Do you usually correct people when they are being polite and courteous to others? I also find that days are seldom “great”, and that I’m not actually feeling that grateful when I say “thank you” to the cashier...
I think that commenting “Great post” carries more implication that you actually mean it (or something like it) than saying “very well, thank you” when someone asks how you’re doing. It doesn’t have to mean “this is one of the all-time great posts” or anything like that, but I at least wouldn’t say it if I didn’t mean at least “this post is good in absolute terms and better than most others like it”, and Jacob is claiming that that isn’t actually so. That’s not a nitpick about conventional phatic utterances, it’s an actual disagreement of substance, no?
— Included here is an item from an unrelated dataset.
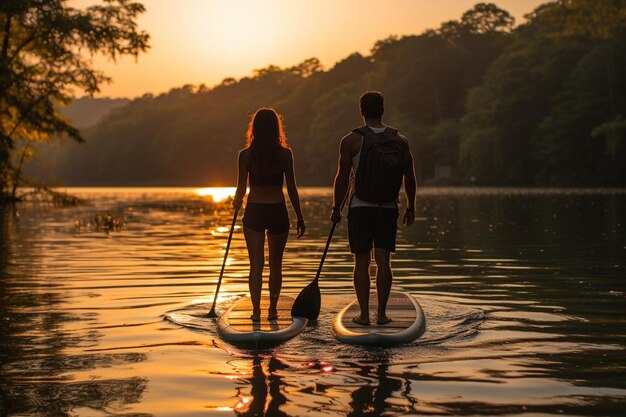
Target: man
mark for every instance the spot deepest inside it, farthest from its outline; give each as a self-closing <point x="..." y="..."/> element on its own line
<point x="380" y="160"/>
I read both posts of yours that I linked, plus a chunk of that paper by Frank. It’s true that I don’t have time to read every single paper you cited in Brain Efficiency (I’m sure you understand), but it seems like you agree that achieving kTlog2 per bit erased is possible in principle for a very advanced reversible computer, so I’m not sure that reading a bunch more papers that all say the same thing would help.
Anyway, give me a list of misquotes and I’ll fix them?
There are many categories/classes of computational systems to which different limits apply. I am careful to remind the reader that I am analyzing only the specific class of computational systems that is most relevant for near term forecasting: conventional non-exotic irreversible computers (which includes all current GPUs/CPUs/accelerators/etc and also all known brains).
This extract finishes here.